Alle Frauen, die Schwierigkeiten auf dem Arbeitsmarkt haben. Unser Fokus liegt auf migrantischen Frauen, die trotz ihrer grossen Kompetenzen keinen Job finden.
Sie haben selbst eine Migrationsbiografie und waren auch längere Zeit arbeitslos.
Ich lebe in Basel, seit ich zehn Jahre alt bin, und habe hier das Gymnasium besucht. Drei Monate vor der Matura habe ich die Schule abgebrochen, weil ich schwanger war, und habe dann als Sekretärin für eine Callcenterfirma mit internationalen Kunden gearbeitet. Meine Sprachkenntnisse waren mir sehr nützlich. Ich war von Anfang an alleinerziehend, und als ich nach der Geburt meiner Tochter keinen Krippenplatz fand, verlor ich diese Stelle. Dann habe ich unter anderem im Duty-free-Shop am Flughafen Basel-Mulhouse im Verkauf gearbeitet. Richtig schwierig wurde es aber nach der Geburt meines zweiten Kindes.
Was ist passiert?
Mein Sohn hatte gesundheitliche Probleme und musste in den ersten Lebensjahren mehrmals operiert werden. Ich blieb sechs Jahre zu Hause, um mich um ihn zu kümmern. Heute geht es ihm glücklicherweise gut. Diese sechs Jahre haben mich jedoch viel gekostet. Man sagte mir immer, dass ich zu lange zu Hause geblieben sei. Dann dachte ich: Es kann doch nicht sein, dass ich mein ganzes Leben von der Sozialhilfe lebe, weil ich keinen Babysitter für meine Kinder habe.
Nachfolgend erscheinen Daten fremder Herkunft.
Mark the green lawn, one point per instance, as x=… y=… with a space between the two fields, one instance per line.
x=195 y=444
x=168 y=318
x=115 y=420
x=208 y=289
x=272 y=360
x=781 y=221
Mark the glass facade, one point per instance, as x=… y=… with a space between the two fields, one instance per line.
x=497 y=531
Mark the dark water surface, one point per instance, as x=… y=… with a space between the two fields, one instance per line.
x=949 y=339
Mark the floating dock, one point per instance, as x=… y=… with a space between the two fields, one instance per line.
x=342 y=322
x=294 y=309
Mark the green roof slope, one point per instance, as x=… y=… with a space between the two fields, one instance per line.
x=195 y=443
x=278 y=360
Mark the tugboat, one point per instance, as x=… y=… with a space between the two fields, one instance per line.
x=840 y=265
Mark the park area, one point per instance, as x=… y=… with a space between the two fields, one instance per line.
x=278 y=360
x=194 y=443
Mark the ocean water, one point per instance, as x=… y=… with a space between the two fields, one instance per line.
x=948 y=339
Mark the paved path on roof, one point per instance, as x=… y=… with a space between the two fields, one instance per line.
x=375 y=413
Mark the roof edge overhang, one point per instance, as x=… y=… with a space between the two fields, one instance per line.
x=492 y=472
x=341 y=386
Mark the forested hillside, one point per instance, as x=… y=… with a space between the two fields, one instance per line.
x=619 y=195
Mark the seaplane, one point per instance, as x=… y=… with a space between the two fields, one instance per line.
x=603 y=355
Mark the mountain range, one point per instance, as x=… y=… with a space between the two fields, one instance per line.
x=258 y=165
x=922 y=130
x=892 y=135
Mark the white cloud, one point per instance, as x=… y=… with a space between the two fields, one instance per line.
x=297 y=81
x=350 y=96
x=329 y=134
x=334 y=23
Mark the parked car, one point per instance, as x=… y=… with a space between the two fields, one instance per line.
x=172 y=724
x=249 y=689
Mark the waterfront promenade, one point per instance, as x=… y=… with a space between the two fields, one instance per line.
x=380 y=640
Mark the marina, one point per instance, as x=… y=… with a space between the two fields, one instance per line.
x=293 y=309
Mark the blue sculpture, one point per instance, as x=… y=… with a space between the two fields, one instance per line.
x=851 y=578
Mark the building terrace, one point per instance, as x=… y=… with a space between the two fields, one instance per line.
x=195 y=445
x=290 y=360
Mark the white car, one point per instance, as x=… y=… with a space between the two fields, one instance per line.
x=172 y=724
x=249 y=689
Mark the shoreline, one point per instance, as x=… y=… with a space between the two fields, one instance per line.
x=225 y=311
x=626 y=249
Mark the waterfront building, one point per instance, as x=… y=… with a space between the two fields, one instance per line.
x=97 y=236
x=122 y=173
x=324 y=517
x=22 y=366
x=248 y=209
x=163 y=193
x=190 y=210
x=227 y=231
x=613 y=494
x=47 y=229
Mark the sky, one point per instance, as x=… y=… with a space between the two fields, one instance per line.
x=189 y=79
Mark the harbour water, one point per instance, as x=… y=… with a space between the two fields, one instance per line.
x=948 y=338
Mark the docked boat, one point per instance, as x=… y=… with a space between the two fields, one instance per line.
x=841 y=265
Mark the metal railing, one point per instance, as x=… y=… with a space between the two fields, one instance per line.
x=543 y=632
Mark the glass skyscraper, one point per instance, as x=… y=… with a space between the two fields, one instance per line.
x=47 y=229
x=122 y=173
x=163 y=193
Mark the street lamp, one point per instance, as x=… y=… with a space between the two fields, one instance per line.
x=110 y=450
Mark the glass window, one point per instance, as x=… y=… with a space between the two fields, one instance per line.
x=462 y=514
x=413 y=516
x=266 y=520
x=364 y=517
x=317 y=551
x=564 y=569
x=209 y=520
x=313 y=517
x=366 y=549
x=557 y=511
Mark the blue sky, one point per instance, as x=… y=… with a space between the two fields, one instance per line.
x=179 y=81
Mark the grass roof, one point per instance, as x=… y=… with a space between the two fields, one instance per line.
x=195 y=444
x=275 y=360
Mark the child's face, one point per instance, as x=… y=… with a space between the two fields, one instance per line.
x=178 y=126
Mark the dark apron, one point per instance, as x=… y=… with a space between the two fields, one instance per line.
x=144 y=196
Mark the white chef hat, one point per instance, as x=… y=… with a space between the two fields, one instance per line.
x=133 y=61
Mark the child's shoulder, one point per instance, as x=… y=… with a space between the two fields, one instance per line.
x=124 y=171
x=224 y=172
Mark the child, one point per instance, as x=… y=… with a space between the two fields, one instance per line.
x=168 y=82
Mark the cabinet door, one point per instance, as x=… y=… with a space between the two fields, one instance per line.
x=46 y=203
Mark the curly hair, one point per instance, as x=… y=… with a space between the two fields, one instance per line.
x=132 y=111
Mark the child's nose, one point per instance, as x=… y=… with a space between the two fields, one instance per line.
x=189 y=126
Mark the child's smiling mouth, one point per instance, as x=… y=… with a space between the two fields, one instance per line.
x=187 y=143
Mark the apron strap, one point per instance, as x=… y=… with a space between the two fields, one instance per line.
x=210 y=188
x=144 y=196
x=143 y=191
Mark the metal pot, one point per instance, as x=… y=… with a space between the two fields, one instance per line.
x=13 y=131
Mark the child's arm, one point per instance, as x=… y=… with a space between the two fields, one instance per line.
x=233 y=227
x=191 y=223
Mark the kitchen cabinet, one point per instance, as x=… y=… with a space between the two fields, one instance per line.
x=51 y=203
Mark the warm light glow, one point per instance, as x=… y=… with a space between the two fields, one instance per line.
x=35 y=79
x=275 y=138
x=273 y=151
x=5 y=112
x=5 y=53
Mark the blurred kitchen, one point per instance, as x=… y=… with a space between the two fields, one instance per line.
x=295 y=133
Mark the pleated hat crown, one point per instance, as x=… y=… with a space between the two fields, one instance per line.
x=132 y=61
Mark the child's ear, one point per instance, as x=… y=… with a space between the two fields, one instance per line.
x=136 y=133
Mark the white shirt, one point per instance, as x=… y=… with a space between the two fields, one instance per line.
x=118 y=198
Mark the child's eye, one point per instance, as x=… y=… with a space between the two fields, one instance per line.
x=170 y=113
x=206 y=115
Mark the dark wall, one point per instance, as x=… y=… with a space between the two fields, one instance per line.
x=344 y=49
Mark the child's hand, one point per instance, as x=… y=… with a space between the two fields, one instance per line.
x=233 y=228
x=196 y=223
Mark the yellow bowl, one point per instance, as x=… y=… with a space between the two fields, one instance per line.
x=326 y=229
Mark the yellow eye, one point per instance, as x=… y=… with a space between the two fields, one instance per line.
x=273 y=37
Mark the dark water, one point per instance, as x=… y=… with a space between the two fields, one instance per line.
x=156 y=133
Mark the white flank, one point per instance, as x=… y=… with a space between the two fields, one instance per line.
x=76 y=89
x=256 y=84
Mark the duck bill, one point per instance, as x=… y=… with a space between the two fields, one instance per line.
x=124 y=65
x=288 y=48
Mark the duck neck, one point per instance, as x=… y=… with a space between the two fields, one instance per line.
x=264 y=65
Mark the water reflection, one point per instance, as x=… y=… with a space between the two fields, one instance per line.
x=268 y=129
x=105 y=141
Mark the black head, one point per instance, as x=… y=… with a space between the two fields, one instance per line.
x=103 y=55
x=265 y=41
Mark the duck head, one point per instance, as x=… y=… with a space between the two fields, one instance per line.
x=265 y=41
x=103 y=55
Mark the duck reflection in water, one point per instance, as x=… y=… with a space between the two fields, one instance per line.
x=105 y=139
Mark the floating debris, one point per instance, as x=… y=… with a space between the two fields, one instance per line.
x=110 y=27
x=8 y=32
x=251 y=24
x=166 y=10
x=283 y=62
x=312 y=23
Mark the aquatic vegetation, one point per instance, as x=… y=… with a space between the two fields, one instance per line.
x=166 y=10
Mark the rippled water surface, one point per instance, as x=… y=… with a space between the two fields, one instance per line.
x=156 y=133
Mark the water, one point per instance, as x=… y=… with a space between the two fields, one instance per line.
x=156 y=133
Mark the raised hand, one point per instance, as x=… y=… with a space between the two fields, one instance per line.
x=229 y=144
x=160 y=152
Sie konnten keine Stelle mehr finden?
Ich habe leider viele diskriminierende Erfahrungen gemacht. Obwohl ich seit meiner Kindheit in der Schweiz lebe und einen Schweizer Pass habe, stosse ich auf ganz ähnliche Schwierigkeiten wie meine Kolleginnen bei Flexifeen, die zum Teil erst seit wenigen Jahren hier sind. Ich heisse Villiger, das ist der Name meines Adoptivvaters, ein typischer Schweizer Name, am Telefon hört man, dass ich gepflegtes Deutsch spreche. Aber wenn ich dann zum Bewerbungsgespräch kam, wurde ich oft ganz erstaunt angeschaut: «Sind Sie wirklich Frau Villiger?» Sie hatten nicht mit einer dunkelhäutigen Frau gerechnet – und hatten dann auch an meiner Bewerbung kein Interesse mehr.
Wie begegnen Ihnen die Kund:innen heute bei Flexifeen?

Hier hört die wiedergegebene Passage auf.